Toni Morrison, the Nobel Prize-winning American author of novels like “Song of Solomon” and “Beloved,” died Monday in New York, her longtime publisher Knopf said in a statement. She was 88.
“It is with profound sadness we share that, following a short illness, our adored mother and grandmother, Toni Morrison, passed away peacefully last night surrounded by family and friends,” the Morrison family said in a statement. “The consummate writer who treasured the written word, whether her own, her students or others, she read voraciously and was most at home when writing.”
A former editor at Random House who turned to writing fiction herself, Morrison became both a critical and commercial favorite with novels like 1973’s “Sula,” 1977’s “Song of Solomon” and 1987’s “Beloved” — which won the Pulitzer Prize and was later adapted into a 1998 film starring Oprah Winfrey and Danny Glover.
In 1993, she became the first black woman to win the Nobel Prize in Literature. The Swedish Academy singled out the “visionary force and poetic import” of her work, which “gives life to an essential aspect of American reality.”
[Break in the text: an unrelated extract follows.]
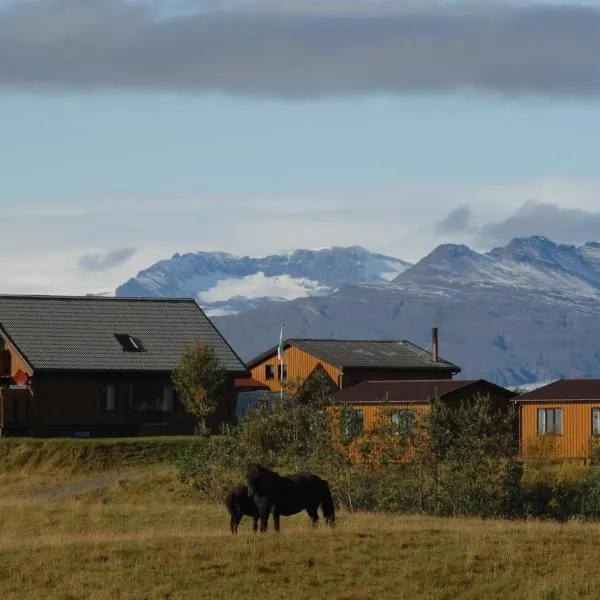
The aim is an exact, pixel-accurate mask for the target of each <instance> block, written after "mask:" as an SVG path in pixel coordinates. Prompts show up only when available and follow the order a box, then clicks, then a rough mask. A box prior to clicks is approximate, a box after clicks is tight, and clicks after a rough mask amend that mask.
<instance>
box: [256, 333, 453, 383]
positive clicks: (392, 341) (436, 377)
mask: <svg viewBox="0 0 600 600" xmlns="http://www.w3.org/2000/svg"><path fill="white" fill-rule="evenodd" d="M432 341H433V344H432V351H431V352H429V351H427V350H425V349H424V348H421V347H420V346H417V345H416V344H413V343H412V342H409V341H406V340H335V339H288V340H285V341H284V342H283V354H282V360H280V359H279V358H278V355H277V346H275V347H273V348H270V349H269V350H267V351H266V352H264V353H263V354H261V355H260V356H257V357H256V358H254V359H253V360H251V361H250V362H249V363H247V365H246V366H247V368H248V370H249V371H250V372H251V376H252V378H253V379H256V380H258V381H260V382H262V383H264V384H265V385H267V386H268V387H269V389H270V390H271V391H273V392H278V391H280V390H281V387H282V384H283V385H284V386H285V382H290V381H293V382H303V381H305V380H306V379H308V378H309V377H310V376H311V374H312V373H314V372H315V371H316V370H321V369H322V370H323V371H324V372H325V373H326V374H327V376H328V377H329V380H330V382H331V388H332V390H336V391H337V390H342V389H345V388H348V387H350V386H353V385H356V384H357V383H360V382H363V381H373V380H407V379H436V380H444V379H452V377H453V375H455V374H457V373H459V372H460V367H458V366H457V365H455V364H453V363H451V362H448V361H447V360H444V359H443V358H440V357H439V356H438V351H437V330H436V329H434V332H433V340H432Z"/></svg>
Other novels included “The Bluest Eye” (1970), “Jazz” (1992), “Paradise” (1997) and “A Mercy” (2008).
But critics widely regard her greatest masterpiece as “Beloved,” which Morrison based on the true story of a black female slave who escaped a Kentucky plantation in 1856 with her husband to free-state Ohio only to have their owner and legal authorities catch up with them.
In 1996, she received the National Book Foundation’s Medal of Distinguished Contribution to American Letters, and in 2012, President Barack Obama presented her with the Presidential Medal of Freedom.
Robert Gottlieb, Morrison’s longtime editor at Knopf, said: “She was a great woman and a great writer, and I don’t know which I will miss more.”